NeurIPS Conference 2024 Conference Paper

Measuring Multimodal Mathematical Reasoning with MATH-Vision Dataset

  • Ke Wang
  • Junting Pan
  • Weikang Shi
  • Zimu Lu
  • Houxing Ren
  • Aojun Zhou
  • Mingjie Zhan
  • Hongsheng Li

Recent advancements in Large Multimodal Models (LMMs) have shown promising results in mathematical reasoning within visual contexts, with models exceeding human-level performance on existing benchmarks such as MathVista. However, we observe significant limitations in the diversity of questions and breadth of subjects covered by these benchmarks. To address this issue, we present the MATH-Vision (MATH-V) dataset, a meticulously curated collection of 3, 040 high-quality mathematical problems with visual contexts sourced from real math competitions. Spanning 16 distinct mathematical disciplines and graded across 5 levels of difficulty, our dataset provides a comprehensive and diverse set of challenges for evaluating the mathematical reasoning abilities of LMMs. Through extensive experimentation, we unveil a notable performance gap between current LMMs and human performance on \datasetname, underscoring the imperative for further advancements in LMMs. Moreover, our detailed categorization allows for a thorough error analysis of LMMs, offering valuable insights to guide future research and development.
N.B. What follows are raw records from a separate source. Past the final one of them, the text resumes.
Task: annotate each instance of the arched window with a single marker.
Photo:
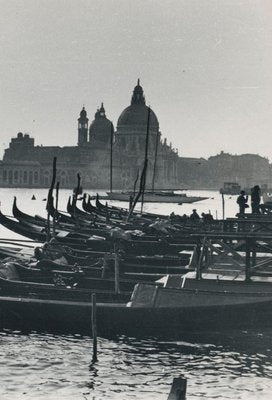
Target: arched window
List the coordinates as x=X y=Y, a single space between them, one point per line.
x=31 y=177
x=10 y=177
x=16 y=176
x=36 y=177
x=25 y=176
x=63 y=179
x=46 y=178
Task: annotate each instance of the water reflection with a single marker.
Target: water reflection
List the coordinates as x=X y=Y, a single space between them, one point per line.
x=236 y=365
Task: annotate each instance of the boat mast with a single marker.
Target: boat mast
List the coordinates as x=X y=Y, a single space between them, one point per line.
x=155 y=160
x=146 y=157
x=111 y=145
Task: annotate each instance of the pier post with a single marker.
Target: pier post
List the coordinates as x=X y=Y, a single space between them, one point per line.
x=200 y=260
x=117 y=272
x=178 y=389
x=105 y=266
x=94 y=328
x=253 y=259
x=247 y=266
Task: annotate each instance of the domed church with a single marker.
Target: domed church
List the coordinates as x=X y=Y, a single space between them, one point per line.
x=27 y=165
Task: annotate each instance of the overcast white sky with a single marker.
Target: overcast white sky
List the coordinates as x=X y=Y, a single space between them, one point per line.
x=205 y=66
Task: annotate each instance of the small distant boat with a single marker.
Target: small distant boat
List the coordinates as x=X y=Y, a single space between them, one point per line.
x=231 y=188
x=155 y=197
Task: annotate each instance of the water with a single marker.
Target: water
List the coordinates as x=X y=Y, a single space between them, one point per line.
x=234 y=365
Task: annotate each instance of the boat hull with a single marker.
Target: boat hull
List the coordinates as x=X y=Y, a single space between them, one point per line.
x=75 y=317
x=156 y=198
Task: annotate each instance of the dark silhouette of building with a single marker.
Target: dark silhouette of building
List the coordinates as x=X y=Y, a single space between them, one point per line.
x=27 y=165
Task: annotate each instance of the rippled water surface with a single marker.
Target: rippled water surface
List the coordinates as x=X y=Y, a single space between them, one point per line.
x=235 y=365
x=231 y=366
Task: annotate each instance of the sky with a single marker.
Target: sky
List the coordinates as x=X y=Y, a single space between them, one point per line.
x=205 y=67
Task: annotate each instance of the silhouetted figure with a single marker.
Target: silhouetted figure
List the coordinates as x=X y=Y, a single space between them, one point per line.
x=194 y=216
x=207 y=218
x=242 y=202
x=255 y=199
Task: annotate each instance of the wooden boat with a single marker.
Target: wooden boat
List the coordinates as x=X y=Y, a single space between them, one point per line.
x=155 y=197
x=152 y=310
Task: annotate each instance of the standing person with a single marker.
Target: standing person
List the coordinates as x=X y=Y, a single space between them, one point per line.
x=242 y=202
x=194 y=216
x=255 y=199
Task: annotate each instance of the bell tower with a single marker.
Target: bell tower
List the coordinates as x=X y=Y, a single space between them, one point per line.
x=82 y=127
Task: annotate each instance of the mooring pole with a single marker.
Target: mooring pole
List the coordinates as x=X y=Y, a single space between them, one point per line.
x=223 y=206
x=94 y=328
x=178 y=389
x=111 y=146
x=247 y=266
x=116 y=272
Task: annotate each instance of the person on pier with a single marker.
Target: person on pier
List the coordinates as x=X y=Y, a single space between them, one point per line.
x=242 y=202
x=194 y=216
x=255 y=199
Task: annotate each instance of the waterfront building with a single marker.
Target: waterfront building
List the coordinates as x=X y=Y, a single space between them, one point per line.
x=246 y=170
x=27 y=165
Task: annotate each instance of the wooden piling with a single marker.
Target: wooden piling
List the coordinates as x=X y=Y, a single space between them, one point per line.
x=105 y=266
x=117 y=272
x=94 y=328
x=248 y=263
x=178 y=389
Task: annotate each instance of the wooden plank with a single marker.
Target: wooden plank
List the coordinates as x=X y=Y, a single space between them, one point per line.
x=178 y=389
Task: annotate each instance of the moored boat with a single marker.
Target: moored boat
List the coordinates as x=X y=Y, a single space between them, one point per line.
x=155 y=197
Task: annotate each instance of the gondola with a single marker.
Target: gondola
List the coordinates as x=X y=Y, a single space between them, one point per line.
x=152 y=310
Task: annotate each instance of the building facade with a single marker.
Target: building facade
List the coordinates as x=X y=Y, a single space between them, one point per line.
x=27 y=165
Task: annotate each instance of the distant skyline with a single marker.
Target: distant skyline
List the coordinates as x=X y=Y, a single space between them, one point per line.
x=205 y=67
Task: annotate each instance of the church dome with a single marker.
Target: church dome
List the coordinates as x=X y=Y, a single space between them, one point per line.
x=100 y=128
x=135 y=115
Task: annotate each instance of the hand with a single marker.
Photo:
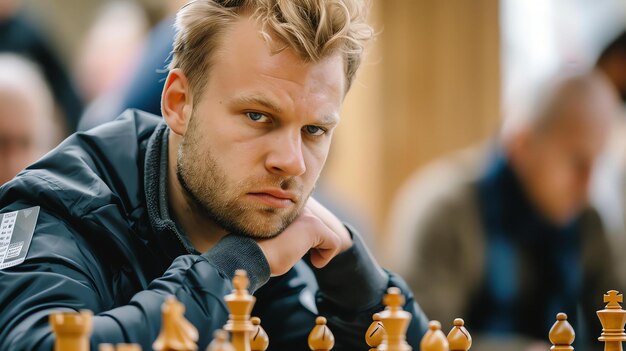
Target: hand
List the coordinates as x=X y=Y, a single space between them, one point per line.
x=315 y=230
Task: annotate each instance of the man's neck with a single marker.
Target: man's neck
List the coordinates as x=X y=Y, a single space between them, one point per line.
x=203 y=233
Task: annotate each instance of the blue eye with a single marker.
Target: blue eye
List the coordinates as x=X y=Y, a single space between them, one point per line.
x=314 y=130
x=257 y=117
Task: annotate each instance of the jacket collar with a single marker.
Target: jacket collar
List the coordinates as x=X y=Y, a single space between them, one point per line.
x=172 y=239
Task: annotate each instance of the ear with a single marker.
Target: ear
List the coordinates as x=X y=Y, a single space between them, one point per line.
x=176 y=101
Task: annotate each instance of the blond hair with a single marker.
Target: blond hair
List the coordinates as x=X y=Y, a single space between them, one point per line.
x=314 y=29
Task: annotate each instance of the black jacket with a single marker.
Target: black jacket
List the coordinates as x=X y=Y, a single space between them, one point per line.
x=104 y=242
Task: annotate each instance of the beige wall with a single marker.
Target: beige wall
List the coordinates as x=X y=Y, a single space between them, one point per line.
x=430 y=85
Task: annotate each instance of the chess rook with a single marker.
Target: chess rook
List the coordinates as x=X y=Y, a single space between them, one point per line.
x=459 y=338
x=395 y=322
x=240 y=304
x=562 y=334
x=72 y=330
x=613 y=318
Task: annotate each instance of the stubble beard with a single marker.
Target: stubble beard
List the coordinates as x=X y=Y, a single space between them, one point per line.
x=209 y=191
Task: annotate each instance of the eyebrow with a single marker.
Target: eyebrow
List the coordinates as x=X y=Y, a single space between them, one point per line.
x=259 y=99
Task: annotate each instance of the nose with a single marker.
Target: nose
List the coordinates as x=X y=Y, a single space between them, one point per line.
x=286 y=158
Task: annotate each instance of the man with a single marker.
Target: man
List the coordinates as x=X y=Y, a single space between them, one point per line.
x=502 y=235
x=139 y=209
x=27 y=128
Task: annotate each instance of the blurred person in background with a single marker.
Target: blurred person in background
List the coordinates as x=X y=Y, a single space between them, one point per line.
x=609 y=185
x=108 y=58
x=502 y=235
x=142 y=88
x=20 y=36
x=27 y=128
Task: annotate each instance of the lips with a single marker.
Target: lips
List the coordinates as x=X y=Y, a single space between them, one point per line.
x=274 y=198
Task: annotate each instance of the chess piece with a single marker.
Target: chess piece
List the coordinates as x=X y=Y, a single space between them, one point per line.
x=72 y=330
x=562 y=334
x=613 y=319
x=106 y=347
x=220 y=342
x=240 y=304
x=395 y=321
x=375 y=333
x=434 y=339
x=258 y=339
x=321 y=338
x=459 y=338
x=128 y=347
x=177 y=334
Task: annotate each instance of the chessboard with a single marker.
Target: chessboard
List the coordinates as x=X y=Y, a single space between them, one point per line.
x=386 y=333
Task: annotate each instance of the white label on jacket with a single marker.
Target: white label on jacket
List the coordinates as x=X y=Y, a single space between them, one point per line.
x=16 y=232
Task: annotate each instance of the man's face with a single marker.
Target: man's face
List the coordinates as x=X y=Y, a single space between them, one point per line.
x=560 y=160
x=19 y=146
x=259 y=134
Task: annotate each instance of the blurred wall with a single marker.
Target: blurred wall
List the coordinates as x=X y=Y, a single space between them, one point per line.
x=430 y=85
The dataset is released at MathLLMs/MathVision

ICLR Conference 2024 Conference Paper

Solving Challenging Math Word Problems Using GPT-4 Code Interpreter with Code-based Self-Verification

  • Aojun Zhou
  • Ke Wang 0036
  • Zimu Lu
  • Weikang Shi
  • Sichun Luo
  • Zipeng Qin
  • Shaoqing Lu
  • Anya Jia

Recent progress in large language models (LLMs) like GPT-4 and PaLM-2 has brought significant advancements in addressing math reasoning problems. In particular, OpenAI's latest version of GPT-4, known as GPT-4 Code Interpreter, shows remarkable performance on challenging math datasets. In this paper, we explore the effect of code on enhancing LLMs' reasoning capability by introducing different constraints on the Code Usage Frequency of GPT-4 Code Interpreter. We found that its success can be largely attributed to its powerful skills in generating and executing code, evaluating the output of code execution, and rectifying its solution when receiving unreasonable outputs. Based on this insight, we propose a novel and effective prompting method, explicit $\underline{\text{c}}$ode-based $\underline{\text{s}}$elf-$\underline{\text{v}}$erification (CSV), to further boost the mathematical reasoning potential of GPT-4 Code Interpreter. This method employs a zero-shot prompt on GPT-4 Code Interpreter to encourage it to use code to self-verify its answers. In instances where the verification state registers as "False", the model shall automatically amend its solution, analogous to our approach of rectifying errors during a mathematics examination. Furthermore, we recognize that the states of the verification result indicate the confidence of a solution, which can improve the effectiveness of majority voting. With GPT-4 Code Interpreter and CSV, we achieve an impressive zero-shot accuracy on MATH dataset.